The Core Idea

In Databricks, compute is fully separated from storage. That means you always choose your compute — and the exam will test whether you choose correctly for a given scenario.

The decision comes down to four things: who is using it, what the workload is, what performance is needed, and what the governance constraints are.

Exam Mindset
Every question about compute is really a question about the workload. Map the scenario to the workload type first, then the compute choice becomes obvious.

The Three Compute Types

⚙️

Clusters

Spark compute — driver + workers. For engineering, notebooks, and ML.

"Spark processing"
📊

SQL Warehouses

Optimised for SQL queries and BI tools. For analysts and dashboards.

"BI / SQL analytics"
☁️

Serverless

Fully managed infra. For quick queries and ad-hoc work without setup.

"no infra management"

1. Clusters (All-Purpose & Job)

Clusters are Spark compute environments — a driver node plus workers.

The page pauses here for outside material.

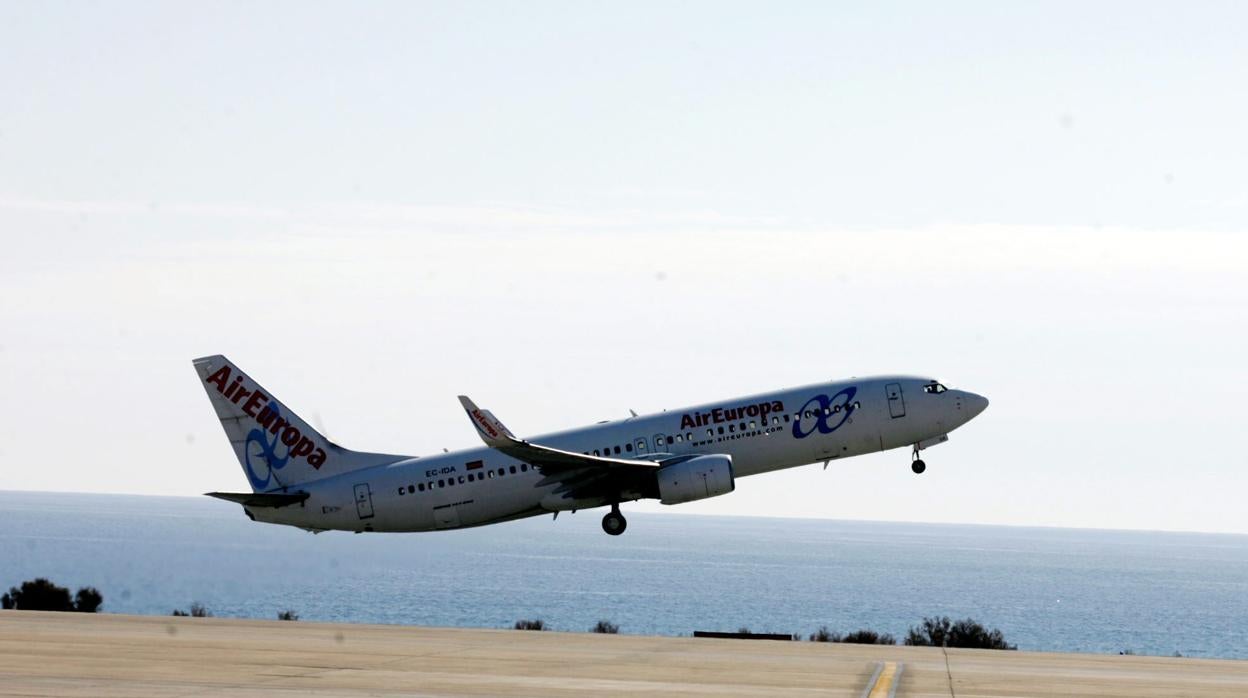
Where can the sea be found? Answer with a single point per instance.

They're the backbone of data engineering and ML work.

All-purpose clusters are interactive, designed for notebooks and development. Job clusters spin up for a single job, then terminate automatically — cheaper and the right choice for production pipelines.

Use clusters when
Running PySpark ETL, streaming jobs, batch transformations, ML training, or any workload requiring custom libraries, fine-grained Spark control, or Unity Catalog governance.

2. SQL Warehouses (Databricks SQL)

SQL Warehouses are optimised purely for SQL queries and BI tools. They come in three flavours: Classic, Pro, and Serverless SQL Warehouse. The underlying compute is still Spark, but the interface and optimisation is all about query performance.

Use SQL Warehouses when
Business users are querying data, Power BI or Tableau dashboards are involved, or you're serving your Gold/reporting layer.

3. Serverless Compute

Serverless means Databricks manages the infrastructure entirely — no cluster config, no warm-up decisions. It appears as both a Serverless SQL Warehouse and (in newer platform versions) as Serverless Jobs.

Use serverless when
You want fast ad-hoc queries with zero setup overhead — especially for analysts who don't want to manage clusters.
Don't use serverless when
You're in a restricted networking environment, need private endpoints, or have complex Unity Catalog storage configurations. In those cases, a standard cluster is the correct choice — and the exam may test exactly this.
🏗️ Real-world note

A common real-world pattern: serverless fails in an enterprise environment due to private networking or Unity Catalog storage restrictions — but switching to a standard cluster with Unity Catalog resolves the issue immediately. If you see a scenario on the exam where serverless is ruled out for "security or networking reasons", the answer is Cluster.

Decision Framework

When you see a scenario on the exam, run it through this table:

Scenario Best Compute
PySpark ETL pipeline Cluster
Scheduled pipeline (Jobs / ADF) Job Cluster
Power BI or Tableau dashboard SQL Warehouse
Business analyst running SQL queries SQL Warehouse
Quick ad-hoc queries, no infra management Serverless SQL Warehouse
Secure enterprise pipeline with Unity Catalog Cluster
ML model training Cluster
Gold layer reporting for CFO dashboard SQL Warehouse

Exam-Style Practice Questions

Select an answer — green means correct, red means wrong.

Q1 You need to run a scheduled ETL pipeline written in PySpark. Which compute type should you use?
Q2 Business users need to query the Gold layer via Power BI. What is the appropriate compute?
Q3 A data analyst wants to run quick SQL queries with minimal infrastructure setup. What should they use?
Q4 Your pipeline requires custom Python libraries, full Spark control, and secure data access via Unity Catalog. What compute do you choose?
Q5 Serverless compute is failing in your environment due to private endpoint restrictions. What is the correct alternative?
Q6 A data engineer is developing and testing PySpark transformations interactively in a notebook. Which compute is most appropriate?

Common Exam Traps

These are the mistakes the exam is designed to catch:

⚡ Quick Memory Trick
People run SQL → SQL Warehouse. Code runs Spark → Cluster. Nobody manages infra → Serverless. Three sentences, three compute types covered.